La educación que se ofrece en las escuelas públicas y en los colegios privados del país está siendo cuestionada cada vez con mayor frecuencia e intensidad, no sólo sobre la calidad de sus profesores y cursos, sino sobre el uso general que dan a los recursos de que disponen: 4% del PBI. A sus administradores se les pide que expliquen las decisiones que toman respecto a una nueva área de estudio o de investigación; a la cantidad de recursos para un cierto proyecto frente a otro; al costo de la preparación de un alumno; y a la eficiencia y eficacia de sus políticas gerenciales; en suma, se les pide que rindan cuentas de cómo usan los recursos humanos y materiales puestos a su disposición.
Reconocemos la falta de equidad de nuestra sociedad y la necesidad de que la educación contribuya a resolverla. El problema es cómo lograrlo.

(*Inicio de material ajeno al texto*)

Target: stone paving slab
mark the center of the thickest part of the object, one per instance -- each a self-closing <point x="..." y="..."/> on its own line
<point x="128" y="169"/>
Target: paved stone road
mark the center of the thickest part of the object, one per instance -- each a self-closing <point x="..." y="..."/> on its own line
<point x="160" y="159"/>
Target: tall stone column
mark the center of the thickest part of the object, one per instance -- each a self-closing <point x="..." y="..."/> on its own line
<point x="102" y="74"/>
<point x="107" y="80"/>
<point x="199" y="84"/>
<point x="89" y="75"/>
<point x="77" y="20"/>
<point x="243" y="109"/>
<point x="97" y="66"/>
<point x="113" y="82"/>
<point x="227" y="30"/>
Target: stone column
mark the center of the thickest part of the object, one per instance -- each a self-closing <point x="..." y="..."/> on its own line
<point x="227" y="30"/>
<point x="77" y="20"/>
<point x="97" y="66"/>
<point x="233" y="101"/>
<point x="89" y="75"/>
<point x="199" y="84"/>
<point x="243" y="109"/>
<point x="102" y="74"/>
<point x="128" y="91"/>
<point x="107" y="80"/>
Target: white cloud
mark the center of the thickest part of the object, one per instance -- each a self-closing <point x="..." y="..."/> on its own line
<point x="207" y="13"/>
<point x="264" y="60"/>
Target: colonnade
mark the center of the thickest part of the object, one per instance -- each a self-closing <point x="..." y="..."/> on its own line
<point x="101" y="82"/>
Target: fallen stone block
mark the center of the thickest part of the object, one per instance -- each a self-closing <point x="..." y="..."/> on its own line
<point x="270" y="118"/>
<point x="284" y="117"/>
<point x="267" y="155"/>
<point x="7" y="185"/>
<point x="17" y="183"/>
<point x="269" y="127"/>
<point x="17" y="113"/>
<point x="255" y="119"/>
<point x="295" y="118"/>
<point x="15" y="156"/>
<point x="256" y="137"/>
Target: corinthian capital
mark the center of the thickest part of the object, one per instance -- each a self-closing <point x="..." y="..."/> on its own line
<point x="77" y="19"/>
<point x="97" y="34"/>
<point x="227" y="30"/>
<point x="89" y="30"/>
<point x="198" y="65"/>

Es que la inequidad de la educación que se oferta en nuestras escuelas es, al mismo tiempo, causa y efecto, productos de desajustes sociales ancestrales y efecto de las diferencias futuras. Y el que los padres de familias paguen o no para que sus hijos aprendan, no parece contribuir en un sentido u otro. Hoy, hay más dominicanos y dominicanas que saben leer y escribir y mucho más jóvenes de edades comprendidas entre los 18 y 30 años que cursan estudios universitarios; sin embargo, no podemos aseverar que la sociedad dominicana de hoy es mucho más equitativa que la de ayer.
No dudamos que es aconsejable insistir en la conveniencia de orientar la demanda de oferta educativa hacia los sectores de mayor importancia para el desarrollo nacional, y de apoyar las investigaciones, los estudios de campo y los proyectos de desarrollo tecnológico hacia los sectores que requiera la dinámica del país. Pero, cabe preguntarse si es posible exigir esto a las instituciones de educación superior, cuando desconocemos los planes de inversión por sectores y cuando no existen los mecanismos para coordinar los esfuerzos educativos con los de la banca, la industria, el comercio y el gobierno. Los altos funcionarios del sector no paran de hablar de la calidad de la educación, sin poner en claro qué es lo que quieren decir por calidad. Ciertos organismos internacionales nos ofrecen informaciones acerca de indicadores de calidad y del lugar que ocupamos en materia de enseñanza entre un número indicado de países del área. Lo aceptamos complacidos sin siquiera preguntarnos: ¿Son los indicadores utilizados por esas agencias y organismos internacionales los apropiados para evaluar la calidad de la instrucción pública de nuestro país?
El perfil que deseamos para la educción pre y universitaria es el de un sistema de instituciones con una misión bien definida, con estructuras curriculares flexibles y servido por un personal académico y administrativo que demuestre su calidad. ¿Qué hacer para lograr esto y más?